Todo esto era así en las visitas y estancias más o menos prolongadas en el camping, algo muy fácil de comprender para un niño, una arquitectura que todo lo resuelve con una técnica que casi parece un juego. Sin embargo, nada de esta alegría de lo fronterizo parecía suceder en los tiempos de estancia en las residencias “estables” en la colonia de chalecitos de Barreiros.
Aquella era otra forma de pasar las vacaciones en una pequeña y densa trama de pequeños chalets sin mayor interés arquitectónico pero que manteniendo una densidad en la agrupación se demostraba muy respetuosa con el territorio y geografía inmediata que años después dejó de existir… En estas otras visitas o estancias, no veía yo ninguna riqueza ni alegría mayor de la que me proveía el estar de acampada, ni en el todo, ni en la particularidad de ninguna de aquellas casas, con una única excepción. Esta excepción, sin embargo, está de alguna manera igualmente clavada en mis recuerdos tanto como el habitar enriquecedor en el camping, una pequeña casa con la cubierta de chapa dentro de aquella colonia al borde inmediato del mar.

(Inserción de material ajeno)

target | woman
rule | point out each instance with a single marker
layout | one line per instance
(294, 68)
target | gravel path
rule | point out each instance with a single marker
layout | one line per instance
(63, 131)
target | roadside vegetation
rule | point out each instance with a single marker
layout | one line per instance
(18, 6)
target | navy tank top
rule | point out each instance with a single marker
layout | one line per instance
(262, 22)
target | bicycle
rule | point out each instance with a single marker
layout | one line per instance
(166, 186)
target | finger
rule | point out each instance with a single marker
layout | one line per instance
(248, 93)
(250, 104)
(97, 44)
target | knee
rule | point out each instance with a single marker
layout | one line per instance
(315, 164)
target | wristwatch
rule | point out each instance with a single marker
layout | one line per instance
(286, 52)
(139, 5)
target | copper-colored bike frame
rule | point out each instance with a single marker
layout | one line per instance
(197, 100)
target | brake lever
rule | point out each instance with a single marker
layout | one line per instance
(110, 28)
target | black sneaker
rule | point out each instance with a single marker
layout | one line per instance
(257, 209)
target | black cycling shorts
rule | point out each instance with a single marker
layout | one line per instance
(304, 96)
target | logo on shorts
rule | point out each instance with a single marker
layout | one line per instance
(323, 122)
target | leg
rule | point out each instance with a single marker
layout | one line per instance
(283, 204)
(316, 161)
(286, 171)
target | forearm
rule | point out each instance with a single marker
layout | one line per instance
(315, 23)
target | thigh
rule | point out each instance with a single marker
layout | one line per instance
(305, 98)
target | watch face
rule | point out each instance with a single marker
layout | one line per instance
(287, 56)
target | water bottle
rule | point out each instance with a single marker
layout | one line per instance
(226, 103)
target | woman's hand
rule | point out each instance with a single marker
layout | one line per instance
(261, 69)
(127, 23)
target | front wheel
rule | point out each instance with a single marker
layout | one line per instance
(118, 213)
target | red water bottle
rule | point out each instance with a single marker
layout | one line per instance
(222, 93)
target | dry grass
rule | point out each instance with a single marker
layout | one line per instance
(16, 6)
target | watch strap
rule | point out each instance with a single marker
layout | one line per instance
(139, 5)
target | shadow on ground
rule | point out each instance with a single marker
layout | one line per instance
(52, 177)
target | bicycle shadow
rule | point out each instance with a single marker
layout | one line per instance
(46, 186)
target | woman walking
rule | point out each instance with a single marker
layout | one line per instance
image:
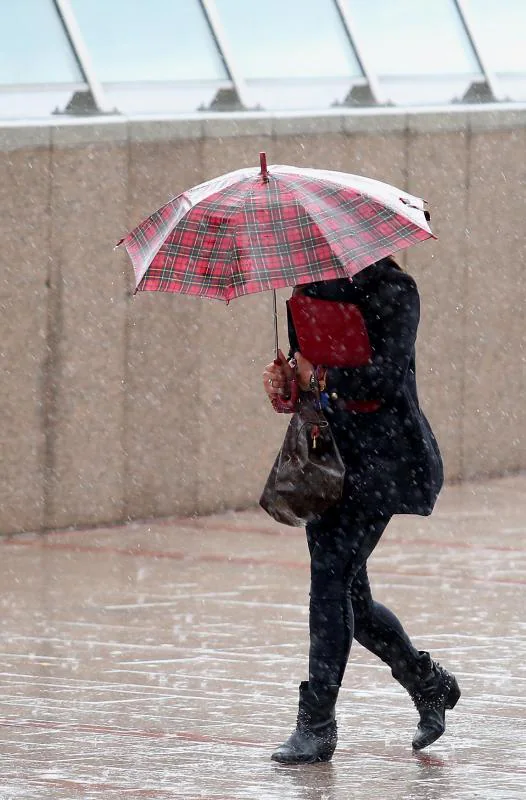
(393, 466)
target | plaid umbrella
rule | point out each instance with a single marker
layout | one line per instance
(252, 230)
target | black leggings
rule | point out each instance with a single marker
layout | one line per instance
(342, 606)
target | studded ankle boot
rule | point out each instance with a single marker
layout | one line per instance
(316, 734)
(432, 694)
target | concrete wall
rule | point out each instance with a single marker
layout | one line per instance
(116, 407)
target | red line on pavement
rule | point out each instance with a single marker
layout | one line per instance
(222, 558)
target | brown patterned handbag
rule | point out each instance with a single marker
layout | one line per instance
(308, 473)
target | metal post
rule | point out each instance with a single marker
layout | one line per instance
(216, 25)
(82, 54)
(370, 75)
(489, 75)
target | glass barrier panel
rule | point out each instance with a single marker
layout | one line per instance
(420, 51)
(499, 28)
(161, 40)
(34, 47)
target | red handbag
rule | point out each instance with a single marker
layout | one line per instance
(330, 333)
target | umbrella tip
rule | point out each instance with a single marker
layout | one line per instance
(263, 164)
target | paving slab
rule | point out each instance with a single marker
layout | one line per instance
(161, 659)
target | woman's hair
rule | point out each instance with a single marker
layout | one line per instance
(333, 289)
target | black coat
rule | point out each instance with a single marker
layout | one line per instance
(392, 457)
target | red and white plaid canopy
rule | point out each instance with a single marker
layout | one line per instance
(251, 230)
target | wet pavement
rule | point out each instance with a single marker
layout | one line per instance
(161, 659)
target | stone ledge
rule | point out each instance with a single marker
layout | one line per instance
(74, 132)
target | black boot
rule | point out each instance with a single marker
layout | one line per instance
(432, 694)
(316, 735)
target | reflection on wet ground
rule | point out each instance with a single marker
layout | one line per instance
(161, 660)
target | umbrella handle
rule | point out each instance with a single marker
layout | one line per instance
(263, 164)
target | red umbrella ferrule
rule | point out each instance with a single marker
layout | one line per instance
(263, 164)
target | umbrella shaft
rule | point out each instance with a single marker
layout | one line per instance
(275, 311)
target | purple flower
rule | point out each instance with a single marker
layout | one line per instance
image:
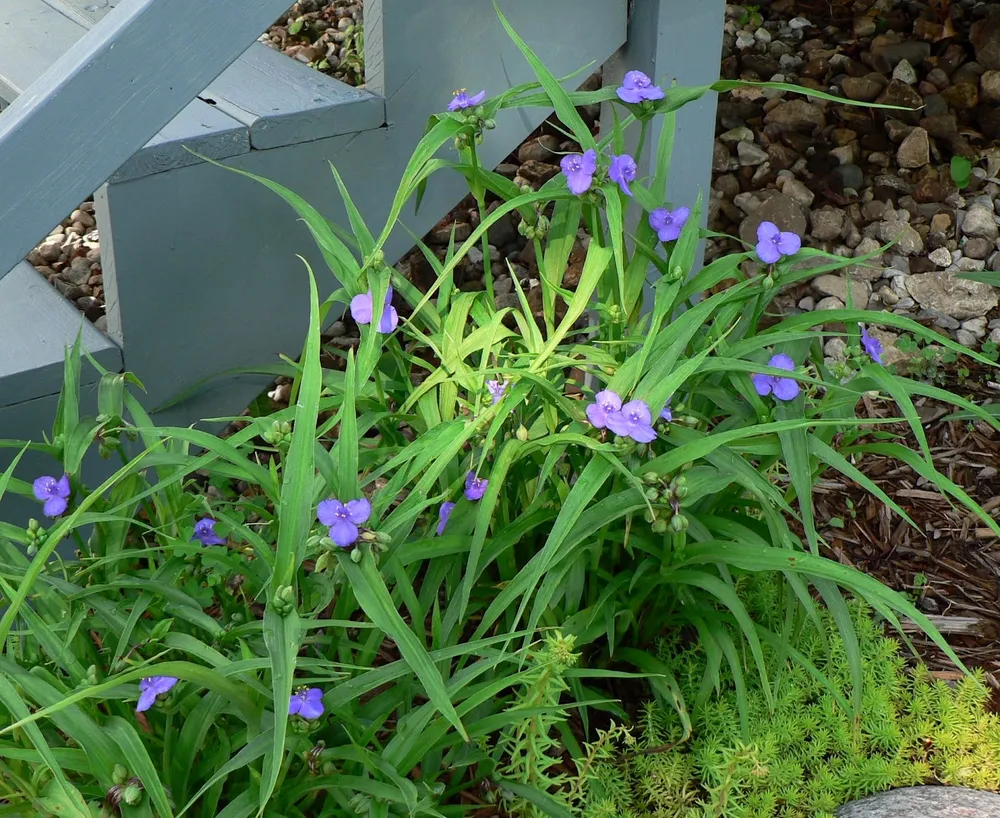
(150, 688)
(669, 223)
(633, 420)
(873, 346)
(54, 492)
(772, 243)
(362, 311)
(637, 87)
(781, 388)
(497, 388)
(475, 487)
(622, 171)
(579, 169)
(461, 100)
(204, 532)
(445, 512)
(343, 520)
(605, 403)
(307, 703)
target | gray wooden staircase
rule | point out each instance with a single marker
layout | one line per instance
(200, 267)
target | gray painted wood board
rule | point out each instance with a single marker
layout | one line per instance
(32, 37)
(85, 12)
(104, 86)
(36, 325)
(284, 102)
(234, 243)
(201, 128)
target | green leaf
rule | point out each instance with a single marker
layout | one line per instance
(374, 598)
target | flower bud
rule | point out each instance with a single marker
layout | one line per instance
(132, 794)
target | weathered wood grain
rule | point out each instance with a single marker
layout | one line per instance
(120, 84)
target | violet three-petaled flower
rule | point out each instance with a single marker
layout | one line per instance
(579, 170)
(872, 345)
(204, 532)
(622, 171)
(443, 514)
(773, 243)
(781, 388)
(475, 487)
(150, 688)
(605, 402)
(633, 420)
(461, 100)
(497, 389)
(363, 310)
(636, 87)
(307, 703)
(669, 223)
(54, 492)
(343, 519)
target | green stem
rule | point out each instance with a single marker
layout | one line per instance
(479, 191)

Digamos que a los ojos de un niño aquella casa era diferente a las demás, y para mis compañeros de verano, otros niños que residían en el resto de casas vecinas, aquella era una casa algo extraña o rara vista según los tópicos del imaginario pequeño burgués de la época. Para mí, que ya había aprendido a escasos metros a habitar la arquitectura frágil pero real de la roulotte y las tiendas de campaña, por el contrario, aquella casa era de una gran proximidad tanto en la expresividad formal de su cubierta como en una intuida alegría del habitar que tenía que ver con esa declarada forma.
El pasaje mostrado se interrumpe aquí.